It seemed unfair to me that schools would put kids with autism and other special needs in the same classroom as troubled, abused and abusive kids. Let’s just say that there was a lot of learned behavior from their peers and that this was not necessarily mutually beneficial.
However, and as all the parents were told, ‘with budget cuts, this is the best that we have to offer.’ Well, we really had no other choices ten years ago. You did what the courts told you to do and any deviations meant that ‘the wolves would come’.
Now, if I was stronger and had the means, I would have homeschooled my boys. However, this was not an option that I had as I had no means to live and no real alternatives. My hands were tied.
Anyway, the kids had a young, bright-eyed and sweet special needs teacher. When she first came into the program, she was optimistic, funny and sweet. However, by the end of that spring, I had seen her change. Her optimism for the children and their future had soon changed to ‘well, let’s just take this day-by-day’.
I had later heard that she had put in for a transfer not long after that. I felt sad for her and all of the kids. Despite the grim diagnosis for so many of them, the kids ended up loving her and not just a little bit either. Quite simply, they loved the ‘light’ that had shone from her.
Sadly, I witnessed her light slowly fading a bit each day. I believe that the teachers around her, and even the administration itself, were a big part of the problem. While she had started out with an upbeat ‘can-do’ attitude, they were already jaded by an over-stressed system.
In the spring of that year, she had called the parents to a conference to inform us that the program would now end. Afterwards, she took special time with me to show me around the classroom. She shared special things about each child without naming names. I could tell that her ‘can-do’ excitement and hope had almost faded away.
Me: “This was a brutal week at school. I heard that several of the children had been suspended for fighting. One of my boys had even been accidentally hit by another during a fight. There was quite a bit of name calling. I do not know how you do this.”
Teacher: “Oh yes, it is that time of year. Take the spring season, couple it with a full moon and then add in some beautiful, sunny days and you have a recipe for all kinds of trouble.”
Me: Laughing. “Wow, does that seriously really happen?”

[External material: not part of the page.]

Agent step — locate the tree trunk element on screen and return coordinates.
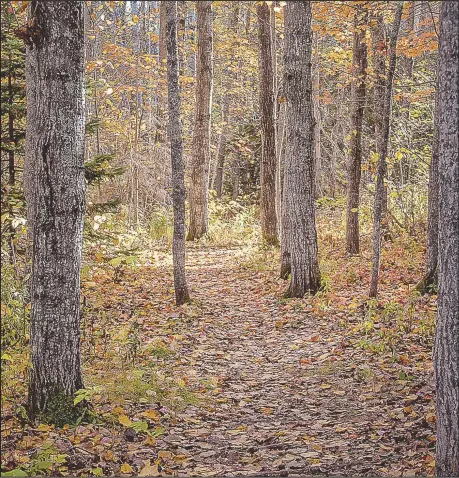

Teacher: “Oh yes, but especially during spring time. Late spring is the worst for special needs and for others with ‘troubled souls’.”
Me: “Is this scientific?”
Teacher: “Well, studies have shown a correlation. While it may just be a desire to be outside as it gets nicer out, I think there is much more to this. I believe that they know that their usual daily routine has almost ended and that the uncertainty of summer is soon to begin. Most of these students do not have good summers.”
The teacher seemed noticeably sad as she spoke. I knew that there would be very little that I could say or do to comfort her at this point.
Me: “Thank you for all that you have done for my boys. My one son, though he is sometimes difficult for you, says wonderful things about you. This is very rare for him. He even told me that he loves you.” I smiled at her.
Teacher: Smiling. “Yes, your son is one special little guy. He does not allow anyone to pick on the other kids, but especially the ones with Down syndrome.” Laughing. “However, he just needs to report it instead of physically intervening.”
I nodded in agreement with her. Despite later passing this instruction on to my son, an incident soon occurred and my son was suspended for standing up for a Down syndrome child yet again later that very week. As someone was bullying the Down child, my son decided to stand in between them to try and stop it.
The bully then proceeded to call my son names and was punching and shoving him. This boy then said some rather derogatory comments to him and then punched him hard enough to bruise him. At this point, a fight ensued and my son was then found guilty by association.
After this, I had been called down to the center to speak with the director of the center. When I arrived, I looked into the room where my son was and he was now drawing pictures with some crayons. He looked relaxed and as if nothing had happened.
Director: “We spoke to witnesses and know that your son was just sticking up for one of the Down children. However, my hands are tied as he still got physical with the other boy. While this is a formality, the rules indicate that your son will not be able to come to the lake with the other kids next week.”
Despite my best efforts, I could tell that his ruling was already final. I felt sad for my son as I knew he had been looking forward to this. Before I went to pick him up to take him home, I went into the restroom and cried.
Soon after this, an enemy outside of the school ramped up again and I then had to remove both of my sons from this special program before the year ended. When I now look back at these times, I realize that this was at the very beginning of our trials.
It was not that many months after this that I had heard that this center had lost its funding. Most of these kids were then mainstreamed, which was really not great for them or for anyone else. The system was just too financially stressed to truly cope.
Years after this, I worked with someone whose wife worked in a psychiatric hospital. He told me the same thing about spring time, combined with the full moon, marked an uptick in violent behaviors at the hospital.
He then told me that he was often afraid for his wife as she had been the target of quite a few threats. He then indicated that she had already been in some ‘situations’ that he was unable to discuss, but I could tell by the look on his face that they had been really traumatic.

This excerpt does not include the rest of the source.